The result is $M,N,P,O,Q,S,R,T$ (after reversing). Several DFS trees are created during this traversal, and it's the edges between the trees that confuse me. I understand how tree, back, forward and cross edges work in simpler graphs - but this one's harder.
For the example, with the graph
We have the next depth-first trees:
- $T$
- $S\rightarrow R$
- $Q$
- $P\rightarrow O$
- $M$
- $N$
And my question is regarding the edges that connect the trees.
Which are cross edges (like $O,R$), which are back edges and which are forward edges? And giving an example of when they are assigned as back edges / cross edges would be awesome.
Asked By : Jonas Foyn Therkelsen
Answered By : jonaprieto
You could find a nicely description in CLRS 3ed Chapter 22.3. I extracted the next description from there. There are just the four types of graph.
- Tree edges are edges in the depth-first forest $G_\pi$. Edge $(u,v)$ is a tree edge if $v$ was first discovered by exploring edge $(u,v)$.
- Back Edges are those edges $(u,v)$ connecting a vertex $u$ to an ancestor $v$ in a depth-first tree. We consider self-loops, which may occur in directed graphs, to be back edges.
- Forward Edges: are those nontree edges $(u,v)$ connecting a vertex $u$ to a descendant $v$ in a depth-first tree.

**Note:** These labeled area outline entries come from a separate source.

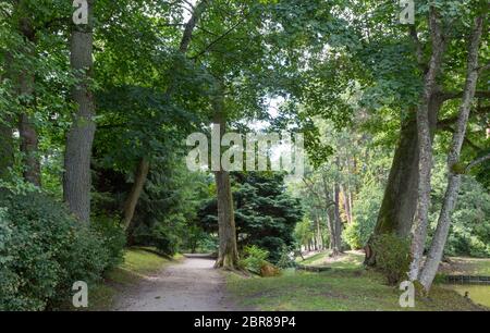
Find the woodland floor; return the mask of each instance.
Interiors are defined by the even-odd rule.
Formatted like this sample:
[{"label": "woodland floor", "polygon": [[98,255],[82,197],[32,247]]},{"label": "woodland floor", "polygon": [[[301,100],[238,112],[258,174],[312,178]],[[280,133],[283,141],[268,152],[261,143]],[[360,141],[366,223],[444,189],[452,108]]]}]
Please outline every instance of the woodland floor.
[{"label": "woodland floor", "polygon": [[142,278],[115,298],[120,311],[232,311],[223,272],[215,260],[185,258]]},{"label": "woodland floor", "polygon": [[[148,249],[131,248],[124,263],[90,294],[89,310],[403,310],[401,292],[376,272],[363,269],[362,259],[358,251],[334,260],[321,252],[302,263],[332,270],[286,270],[277,278],[244,278],[215,270],[211,259],[166,259]],[[464,272],[487,272],[490,261],[454,258],[452,263]],[[489,291],[490,286],[434,286],[431,297],[417,299],[412,310],[485,310],[461,295],[469,292],[475,303],[488,306],[485,295]]]}]

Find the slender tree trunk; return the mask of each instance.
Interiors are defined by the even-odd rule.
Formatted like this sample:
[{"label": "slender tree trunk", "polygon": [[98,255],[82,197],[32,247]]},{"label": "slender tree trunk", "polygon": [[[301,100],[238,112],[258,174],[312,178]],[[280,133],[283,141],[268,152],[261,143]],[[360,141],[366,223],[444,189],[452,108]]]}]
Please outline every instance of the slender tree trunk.
[{"label": "slender tree trunk", "polygon": [[[7,57],[7,67],[10,67],[11,58]],[[0,76],[0,83],[3,84]],[[9,169],[14,163],[14,140],[12,116],[8,112],[0,115],[0,181],[9,181]],[[0,187],[0,192],[2,188]]]},{"label": "slender tree trunk", "polygon": [[426,292],[429,292],[432,285],[432,281],[439,269],[439,263],[442,259],[451,225],[451,213],[457,200],[461,174],[455,172],[454,169],[460,162],[461,149],[463,147],[466,126],[469,118],[469,110],[471,101],[475,97],[475,90],[478,81],[478,49],[482,34],[482,26],[483,16],[477,17],[475,20],[475,29],[471,34],[468,48],[468,64],[463,102],[460,107],[456,130],[454,131],[450,153],[448,156],[448,188],[445,190],[444,201],[439,215],[438,226],[432,238],[429,255],[419,278],[419,281]]},{"label": "slender tree trunk", "polygon": [[433,7],[430,8],[429,26],[432,38],[432,55],[425,76],[422,100],[417,109],[417,136],[419,147],[417,208],[412,227],[412,263],[409,279],[418,279],[427,237],[430,207],[430,177],[432,169],[432,139],[430,135],[429,103],[436,92],[436,78],[441,67],[445,40],[442,36],[439,17]]},{"label": "slender tree trunk", "polygon": [[9,168],[13,166],[13,131],[9,126],[11,122],[9,116],[0,120],[0,181],[8,181]]},{"label": "slender tree trunk", "polygon": [[351,217],[351,207],[350,207],[350,199],[348,199],[348,190],[345,188],[345,186],[341,185],[341,193],[342,193],[342,203],[344,203],[344,211],[345,211],[345,219],[347,220],[347,223],[352,222]]},{"label": "slender tree trunk", "polygon": [[339,184],[335,183],[333,185],[333,213],[334,213],[334,226],[335,226],[335,244],[336,244],[336,251],[339,254],[342,252],[342,220],[340,217],[340,187]]},{"label": "slender tree trunk", "polygon": [[138,198],[142,196],[143,189],[145,187],[146,180],[148,177],[149,162],[146,159],[139,161],[138,168],[135,173],[134,183],[131,192],[124,202],[124,227],[128,230],[131,221],[133,220],[134,212],[136,210],[136,205]]},{"label": "slender tree trunk", "polygon": [[[331,256],[336,257],[341,252],[341,242],[340,242],[340,217],[339,217],[339,206],[334,200],[331,199],[330,188],[327,184],[327,178],[322,175],[323,193],[326,200],[327,219],[330,232],[330,249]],[[336,208],[335,208],[336,207]]]},{"label": "slender tree trunk", "polygon": [[[82,222],[90,221],[90,159],[96,125],[93,77],[93,0],[88,0],[88,25],[73,25],[71,66],[78,82],[72,91],[76,112],[66,136],[64,153],[63,198],[70,211]],[[82,73],[83,74],[79,74]]]},{"label": "slender tree trunk", "polygon": [[[181,45],[179,46],[179,51],[182,54],[185,54],[187,52],[192,37],[193,37],[193,32],[210,1],[211,0],[201,0],[195,7],[195,10],[194,10],[193,14],[191,15],[191,18],[185,24],[184,33],[183,33],[182,39],[181,39]],[[173,94],[173,87],[171,86],[166,91],[167,100],[169,102],[170,102],[172,94]],[[145,168],[140,168],[140,166],[145,166]],[[146,169],[146,168],[147,168],[146,172],[140,172],[142,169]],[[145,187],[145,183],[148,178],[148,173],[149,173],[149,162],[147,159],[142,158],[139,160],[138,168],[134,173],[135,183],[133,184],[133,187],[128,194],[126,202],[124,203],[123,223],[126,226],[126,229],[130,226],[131,221],[133,220],[134,211],[139,201],[139,197],[142,196],[143,188]],[[137,184],[136,184],[136,180],[138,180]],[[139,187],[140,187],[140,189],[139,189]],[[131,207],[128,207],[128,205],[134,206],[134,207],[131,208]]]},{"label": "slender tree trunk", "polygon": [[[223,116],[223,96],[213,101],[215,120],[213,125],[220,126],[220,143],[225,132]],[[219,155],[221,157],[221,153]],[[238,250],[236,245],[235,214],[233,210],[233,197],[230,183],[230,173],[221,166],[215,172],[217,197],[218,197],[218,229],[219,229],[219,254],[215,268],[234,270],[238,266]]]}]

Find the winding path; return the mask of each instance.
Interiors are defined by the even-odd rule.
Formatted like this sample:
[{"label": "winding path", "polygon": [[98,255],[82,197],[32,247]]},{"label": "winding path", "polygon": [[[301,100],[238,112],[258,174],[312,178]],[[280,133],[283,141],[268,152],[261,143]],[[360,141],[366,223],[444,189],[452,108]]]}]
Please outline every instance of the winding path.
[{"label": "winding path", "polygon": [[206,258],[186,258],[119,295],[117,311],[233,311],[224,275]]}]

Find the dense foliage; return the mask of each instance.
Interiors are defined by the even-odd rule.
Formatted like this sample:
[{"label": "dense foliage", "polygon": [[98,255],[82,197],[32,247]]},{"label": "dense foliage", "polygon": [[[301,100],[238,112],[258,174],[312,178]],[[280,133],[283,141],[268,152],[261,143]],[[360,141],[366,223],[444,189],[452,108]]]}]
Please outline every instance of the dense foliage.
[{"label": "dense foliage", "polygon": [[[294,243],[294,227],[302,219],[302,208],[284,186],[284,175],[271,173],[234,173],[233,197],[238,245],[256,245],[269,251],[277,262],[283,246]],[[205,202],[198,218],[206,230],[217,229],[216,199]]]},{"label": "dense foliage", "polygon": [[75,281],[93,285],[121,260],[120,244],[109,249],[113,239],[46,195],[2,196],[0,212],[1,310],[65,306]]}]

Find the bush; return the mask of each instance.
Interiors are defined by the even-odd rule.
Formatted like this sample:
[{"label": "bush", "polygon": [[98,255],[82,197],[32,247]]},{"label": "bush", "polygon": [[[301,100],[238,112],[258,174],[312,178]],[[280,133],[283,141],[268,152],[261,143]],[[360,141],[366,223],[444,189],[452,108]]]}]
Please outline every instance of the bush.
[{"label": "bush", "polygon": [[393,234],[379,235],[372,240],[372,250],[376,268],[388,279],[388,283],[396,284],[406,278],[411,264],[408,239]]},{"label": "bush", "polygon": [[155,246],[157,250],[164,256],[174,256],[180,249],[179,236],[164,224],[155,224],[154,226],[138,225],[133,232],[135,245]]},{"label": "bush", "polygon": [[109,263],[103,240],[42,194],[0,198],[0,310],[45,310],[91,285]]},{"label": "bush", "polygon": [[244,259],[240,260],[240,266],[247,271],[259,275],[262,266],[267,264],[269,251],[258,246],[246,246],[243,250]]}]

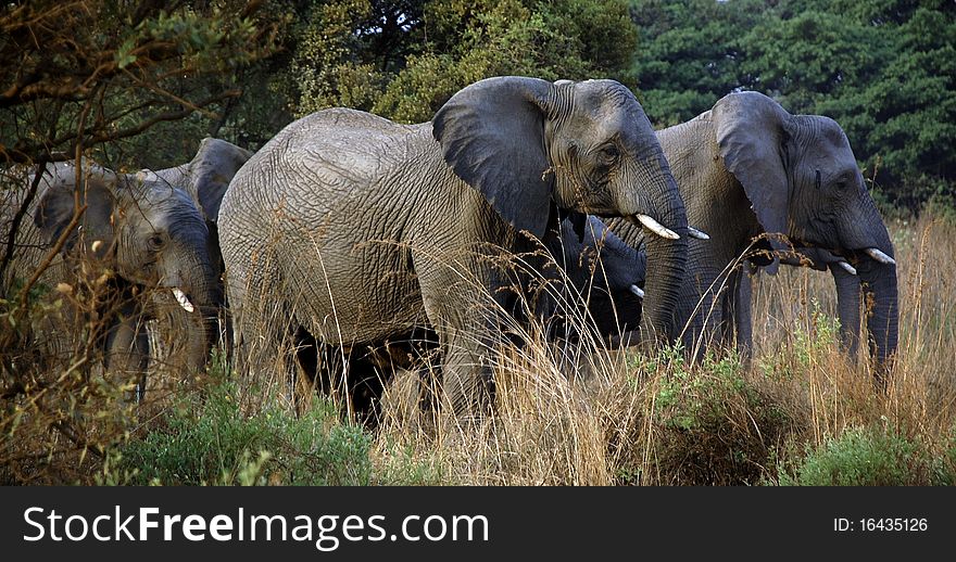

- Cross edges are all other edges. They can go between vertices in the same depth-first tree, as long as one vertex is not an ancestor of the other, or the can go between vertices in different depth-first trees.
For that, because you're interested in depth-first forest ( graph contains all depth-first search trees) you have just two types of edges:
- Tree Edges: edges with a first node without parents in the forest of depth first search trees $G_\pi$
- Cross Edges: edges inside depth-first trees with the description above, and those edges connecting those dfs-trees.